Odjechał. Młody, nie czekając na rozkazy, sam przyskoczył do opuszczonych na ziemię ceowników. Pochodziły z rozbiórki jakiegoś słupa: wypatrzyłem go przy drodze do Bajram-Ali i najbezczelniej w świecie wyszabrowałem do spółki ze Sławkiem. Były nadżarte rdzą, a poodcinane w pośpiechu przewiązki do reszty upodabniały nasz łup do długoletniego lokatora jakiegoś złomowiska, ale ceowniki miały jedną niekwestionowaną zaletę: były wystarczająco szerokie, by pomieścić opony stara. Ułożone na podkładkach z belek powinny przeprowadzić ciężarówkę na drugi brzeg niczym szyny tramwaj. Nie o asekurację kierowcy jednak chodziło, lecz o zapewnienie prawidłowego rozkładu sił w dźwigarze. Kratownice projektuje się na przenoszenie obciążeń przyłożonych wyłącznie w węzłach, czyli tam, gdzie spawy łączą pasy ze słupkami i krzyżulcami. Naciskanie ich w miejscach, w których projektant nie przewidział nacisku, może skończyć się fatalnie. Przy obliczaniu tego typu konstrukcji obowiązuje prosta zasada: każdy element jest rozciągany albo ściskany. Próba zginania któregoś rozwala najpierw wyliczenia, a potem, o ile nieprzewidziany czynnik okaże się dostatecznie silny, także przęsło.

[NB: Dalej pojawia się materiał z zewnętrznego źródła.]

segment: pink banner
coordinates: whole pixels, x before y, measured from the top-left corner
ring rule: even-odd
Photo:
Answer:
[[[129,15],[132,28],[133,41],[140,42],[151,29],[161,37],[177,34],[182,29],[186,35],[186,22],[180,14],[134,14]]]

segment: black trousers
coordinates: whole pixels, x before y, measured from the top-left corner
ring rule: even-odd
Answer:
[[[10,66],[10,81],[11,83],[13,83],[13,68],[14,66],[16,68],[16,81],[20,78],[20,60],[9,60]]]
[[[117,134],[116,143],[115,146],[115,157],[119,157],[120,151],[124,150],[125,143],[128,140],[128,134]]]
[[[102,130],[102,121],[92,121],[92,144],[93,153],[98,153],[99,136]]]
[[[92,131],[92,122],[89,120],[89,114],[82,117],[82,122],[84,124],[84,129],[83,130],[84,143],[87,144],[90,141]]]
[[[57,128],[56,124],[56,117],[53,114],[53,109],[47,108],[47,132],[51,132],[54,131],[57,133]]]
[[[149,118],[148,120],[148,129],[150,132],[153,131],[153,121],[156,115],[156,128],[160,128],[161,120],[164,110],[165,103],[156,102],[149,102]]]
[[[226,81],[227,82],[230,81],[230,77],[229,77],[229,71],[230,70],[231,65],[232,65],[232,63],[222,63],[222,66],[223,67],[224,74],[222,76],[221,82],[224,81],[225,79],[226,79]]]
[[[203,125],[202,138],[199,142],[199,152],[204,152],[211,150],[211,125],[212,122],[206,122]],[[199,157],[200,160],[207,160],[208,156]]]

To trochę tak jak ze szturchaniem sztangisty pod kolano: faceta dźwigającego nad głową jakąś nieprawdopodobną ilość żelastwa potrafi rozłożyć niegrzeczny przedszkolak. Albo z zapałką: mało kto złamie ją, ściskając końce między dwoma palcami, ale już lekkie pchnięcie z boku załatwia problem.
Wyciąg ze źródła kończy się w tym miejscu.